2025 will see a widening field of investment opportunities, particularly in so-called Phase 3 companies that are monetizing AI and using it to boost their revenue streams, Goldman Sachs says. The bank has identified 11 stocks that are using AI to increase their revenues, per their last quarterly earnings calls. They include ACV Auctions, Commvault Systems, Cloudflare, Datadog, DigitalOcean, Dynatrace, Fortinet, Gartner, Hubspot, Mastercard, and ServiceNow.
UBS also highlights a few areas of the market in particular for investors to keep an eye out for in the coming years. “We expect successful generative AI applications across a range of industries, including in health care, cybersecurity, and fintech,” UBS said.
US stocks will remain the biggest winners
US stocks have outperformed global markets in 2024 thanks in large part to AI.
The large sums being spent on AI are paying off for US companies. According to Apollo, the US has more data centers than all other major countries combined, giving it a significant advantage in the industry.
“The US is experiencing a surge in corporate and research spending on the back of the artificial intelligence (AI) revolution—a dynamic not seen in other developing nations or even China,” Torsten Sløk, chief economist at Apollo, wrote in the firm’s 2025 outlook.
Robust AI investment may be part of the reason why the overall US economy has performed so well.
“The federal government’s investments in green energy and infrastructure, along with private sector investments in AI, have been crucial to the nation’s economic resilience,” Sløk added.
The boom in construction from building AI infrastructure, as well as the ongoing energy transition to power data centers, is a powerful tailwind for the US economy and the AI trade going into 2025. For that reason, BlackRock is betting on US equities going into 2025.

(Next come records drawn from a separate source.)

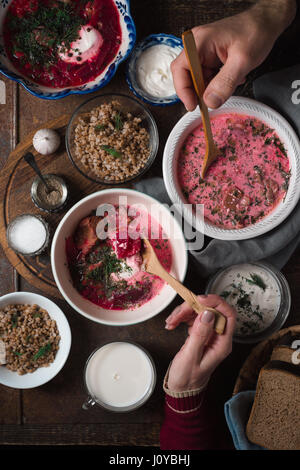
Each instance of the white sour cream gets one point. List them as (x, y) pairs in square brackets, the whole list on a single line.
[(119, 374), (153, 69), (85, 48), (255, 294)]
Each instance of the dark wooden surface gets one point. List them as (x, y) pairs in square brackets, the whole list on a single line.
[(52, 414)]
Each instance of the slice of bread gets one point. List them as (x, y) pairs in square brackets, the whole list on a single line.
[(274, 422)]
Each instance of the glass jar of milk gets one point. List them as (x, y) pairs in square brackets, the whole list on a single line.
[(119, 376)]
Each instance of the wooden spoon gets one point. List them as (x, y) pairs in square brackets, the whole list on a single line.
[(153, 266), (211, 151)]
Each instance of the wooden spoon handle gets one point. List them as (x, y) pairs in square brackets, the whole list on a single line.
[(191, 298), (197, 77)]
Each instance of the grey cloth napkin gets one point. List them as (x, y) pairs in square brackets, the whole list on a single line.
[(276, 246)]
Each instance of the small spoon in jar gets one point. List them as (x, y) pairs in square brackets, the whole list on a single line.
[(29, 158), (211, 151), (153, 266)]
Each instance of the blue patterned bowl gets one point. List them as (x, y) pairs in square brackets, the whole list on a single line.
[(128, 41), (152, 40)]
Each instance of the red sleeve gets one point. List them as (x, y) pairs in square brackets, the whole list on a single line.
[(190, 430)]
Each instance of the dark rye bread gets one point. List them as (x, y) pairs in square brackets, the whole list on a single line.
[(274, 421)]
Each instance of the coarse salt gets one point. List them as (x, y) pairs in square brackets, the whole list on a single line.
[(27, 234)]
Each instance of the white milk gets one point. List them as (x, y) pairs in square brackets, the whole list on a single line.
[(119, 374)]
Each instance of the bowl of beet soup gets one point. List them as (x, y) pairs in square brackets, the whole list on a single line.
[(55, 48), (251, 187), (102, 277)]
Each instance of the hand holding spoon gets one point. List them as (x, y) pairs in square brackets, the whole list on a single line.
[(153, 266)]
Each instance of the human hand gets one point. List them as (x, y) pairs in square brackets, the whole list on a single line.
[(237, 44), (203, 349)]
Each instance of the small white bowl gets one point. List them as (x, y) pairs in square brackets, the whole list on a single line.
[(62, 275), (149, 41), (42, 374), (244, 106)]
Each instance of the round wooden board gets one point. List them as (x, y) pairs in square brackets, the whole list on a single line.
[(15, 185), (258, 357)]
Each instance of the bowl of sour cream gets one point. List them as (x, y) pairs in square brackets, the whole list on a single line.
[(148, 72), (259, 293)]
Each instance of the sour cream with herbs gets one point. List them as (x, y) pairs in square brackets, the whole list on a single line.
[(255, 294), (153, 70)]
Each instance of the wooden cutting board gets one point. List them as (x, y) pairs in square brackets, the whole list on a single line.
[(15, 185)]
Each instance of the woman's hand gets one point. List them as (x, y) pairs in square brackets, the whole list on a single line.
[(230, 48), (203, 350)]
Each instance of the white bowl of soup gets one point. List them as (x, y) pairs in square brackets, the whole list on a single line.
[(251, 187), (96, 256)]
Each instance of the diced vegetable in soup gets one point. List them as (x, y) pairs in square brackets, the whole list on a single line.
[(60, 43), (246, 182), (109, 270)]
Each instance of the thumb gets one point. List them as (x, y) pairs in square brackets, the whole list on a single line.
[(223, 85), (200, 334)]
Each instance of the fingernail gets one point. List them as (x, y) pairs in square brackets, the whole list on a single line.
[(213, 100), (207, 316), (175, 311)]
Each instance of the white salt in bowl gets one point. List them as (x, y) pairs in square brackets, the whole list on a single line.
[(42, 374), (243, 106), (62, 275)]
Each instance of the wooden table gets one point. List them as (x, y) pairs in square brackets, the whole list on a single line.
[(52, 414)]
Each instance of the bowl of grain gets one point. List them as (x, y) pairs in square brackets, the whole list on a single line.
[(112, 139), (35, 340)]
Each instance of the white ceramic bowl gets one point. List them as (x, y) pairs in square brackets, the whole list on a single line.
[(247, 107), (42, 374), (131, 76), (61, 272)]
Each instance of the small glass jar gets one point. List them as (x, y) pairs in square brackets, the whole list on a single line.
[(284, 304), (42, 199), (13, 237), (116, 379)]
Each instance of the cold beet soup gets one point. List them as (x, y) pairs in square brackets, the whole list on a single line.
[(61, 43), (248, 179), (108, 270)]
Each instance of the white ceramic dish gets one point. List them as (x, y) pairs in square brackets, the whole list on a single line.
[(43, 374), (61, 272), (247, 107)]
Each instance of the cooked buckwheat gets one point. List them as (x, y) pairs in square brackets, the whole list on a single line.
[(111, 144), (31, 337)]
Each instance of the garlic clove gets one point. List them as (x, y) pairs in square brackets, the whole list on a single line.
[(46, 141)]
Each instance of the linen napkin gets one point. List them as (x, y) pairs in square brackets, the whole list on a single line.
[(237, 411), (277, 246)]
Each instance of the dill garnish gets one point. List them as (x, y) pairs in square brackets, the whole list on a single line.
[(41, 34), (257, 281), (111, 151), (42, 351), (110, 264), (118, 122)]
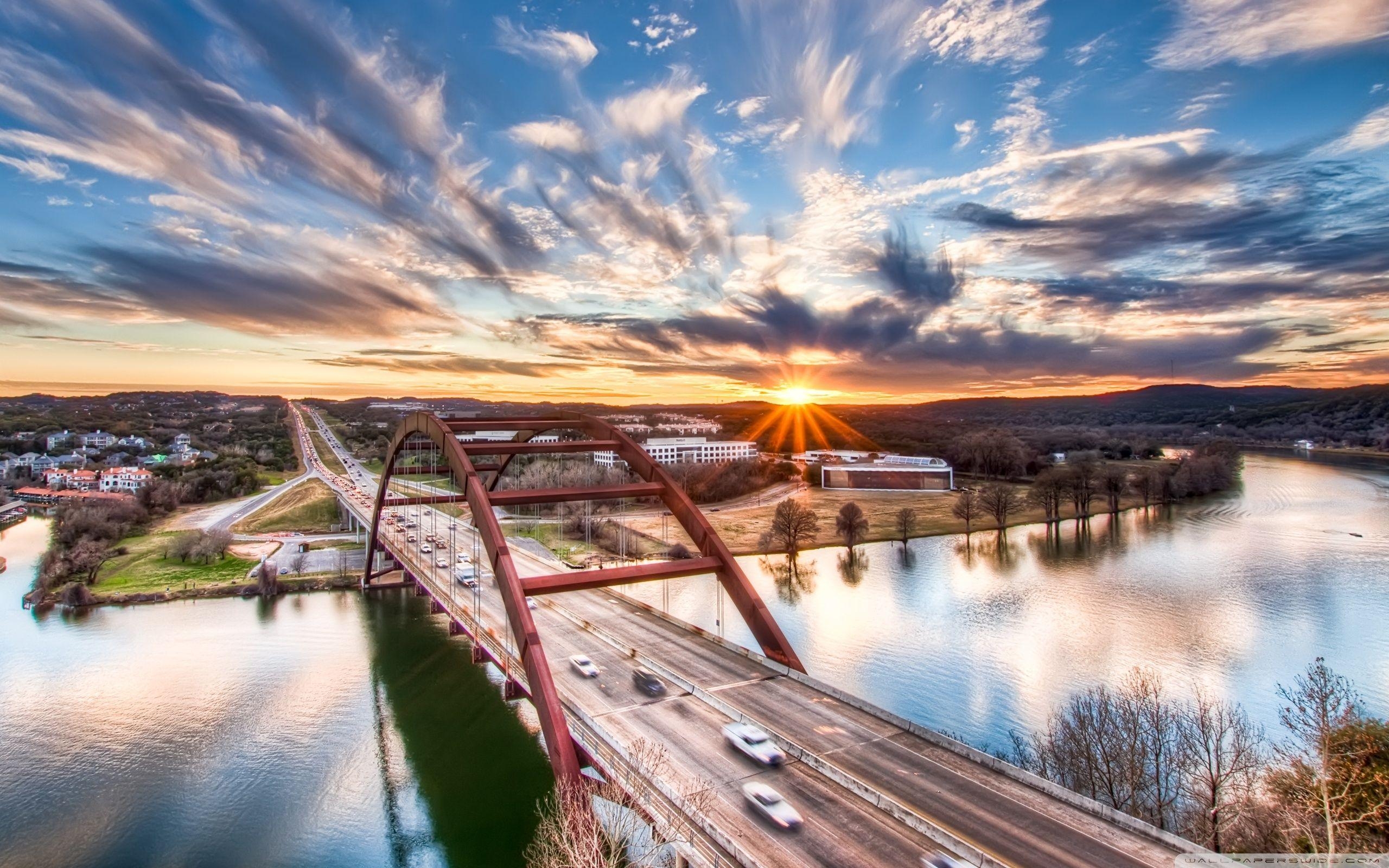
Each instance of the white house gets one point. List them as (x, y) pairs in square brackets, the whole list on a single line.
[(695, 450), (98, 439), (127, 480)]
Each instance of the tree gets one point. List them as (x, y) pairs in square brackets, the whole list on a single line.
[(1113, 482), (906, 522), (1001, 500), (1081, 487), (966, 509), (1224, 755), (1049, 490), (852, 525), (1335, 774), (794, 525)]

“We think the AI mega force will benefit U.S. stocks more and that’s why we stay overweight, particularly relative to international peers such as European stocks,” the asset manager wrote in its 2025 outlook.
Some examples of US-based AI funds include the Xtrackers Artificial Intelligence and Big Data ETF (XAIX) and the iShares US Technology ETF (IYW).
AI could help reduce inflation
AI could have an overlooked benefit to the stocks in your portfolio: it could lower inflation. The technology has the potential to usher in a new era of labor and productivity gains for the economy, according to BlackRock and UBS.
As more companies adopt AI tools, routine tasks will be automated and new business models will be implemented. That’ll lead to decreasing inflation as the supply of goods and services increases, thanks to automation. This won’t be an instantaneous change, but rather one that slowly emerges over the next few years, UBS said in its 2025 outlook.
That’s a promising side effect of AI, especially as the Federal Reserve has battled to bring inflation down in 2024 and some economists speculate that inflation could remain elevated in the long term.
“If AI’s potential can be realized, we believe it could augur a productivity revolution and contribute to lower prices for various goods and services and higher rates of economic growth,” UBS said.
“For investors, at a macroeconomic level, we believe the AI revolution is likely to help lower inflation, boost growth, and therefore result in higher real interest rates in the years ahead,” the bank added.